The objective of this study was to compare the long-term clinical outcomes from longitudinal incisions and subcoronal circumferential degloving incisions in the surgical treatment of penile fractures. From July 2001 to July 2014, 23 patients were identified with penile fractures. Fourteen patients underwent longitudinal incisions after ultrasound localization; nine patients underwent subcoronal circumferential degloving incisions. Sexual function was evaluated preoperatively and postoperatively using an abridged International Index of Erectile Function (IIEF) questionnaire. The mean (±s.d.) operative time was 19.1 (±3.9) min in the longitudinal incision group and was 45.1 (±6.5) min in the subcoronal circumferential degloving incision group (P<0.05). The mean (±s.d.) times required to recover sexual function were 35.6 (±6.0) days in the longitudinal incision group and 54.0 (±5.8) days in the circumferential incision group (P<0.05). Six months postoperatively, the erectile functions of all cases were comparable to the level preoperatively except three patients. One patient from each group reported symptoms associated with mild ED, but they experienced satisfying sexual orgasms after psychotherapy for 2 months.

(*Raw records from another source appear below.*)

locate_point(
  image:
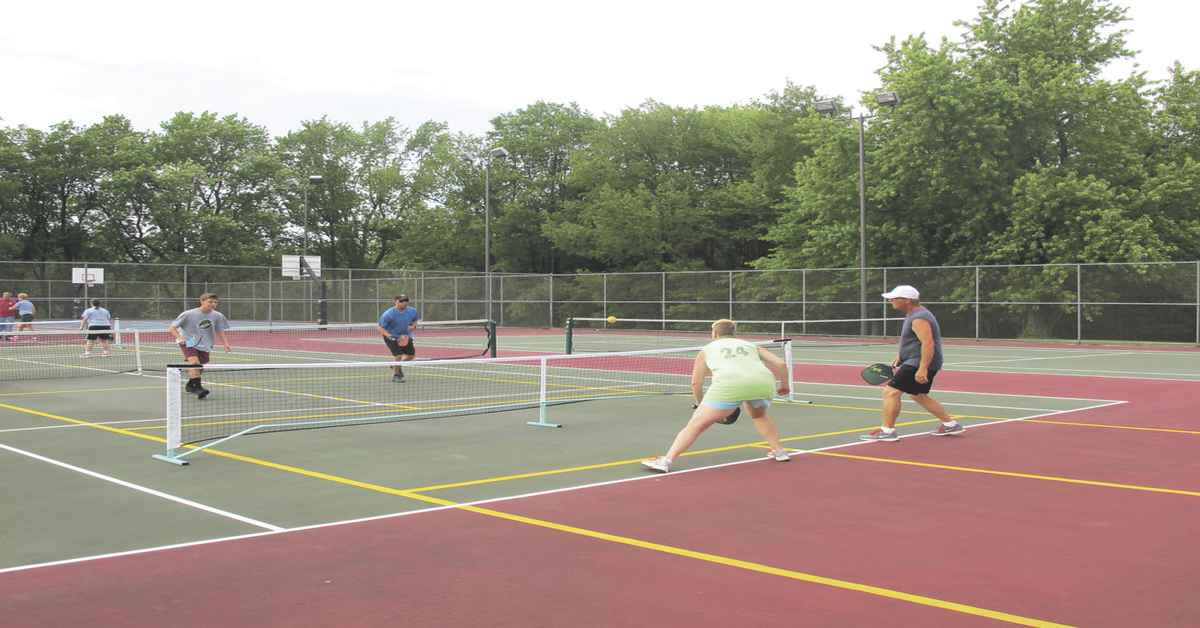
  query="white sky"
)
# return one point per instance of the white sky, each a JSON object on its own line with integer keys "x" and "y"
{"x": 465, "y": 61}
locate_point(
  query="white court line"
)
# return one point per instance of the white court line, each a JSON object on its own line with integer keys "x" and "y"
{"x": 513, "y": 497}
{"x": 144, "y": 489}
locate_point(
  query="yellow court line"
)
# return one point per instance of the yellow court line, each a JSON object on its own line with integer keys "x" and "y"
{"x": 595, "y": 534}
{"x": 1011, "y": 473}
{"x": 84, "y": 423}
{"x": 633, "y": 461}
{"x": 77, "y": 390}
{"x": 1113, "y": 426}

Another patient's score on the IIEF-5 declined from 25 to 24 points in the circumferential incision group 10 months postoperatively, and this was associated with maintaining an erection after vaginal penetration. In conclusion, the longitudinal incision may allow quicker return to sexual function but not necessarily improved the long-term clinical outcomes. Furthermore, postoperative psychosocial nursing and psychotherapy should receive more attention.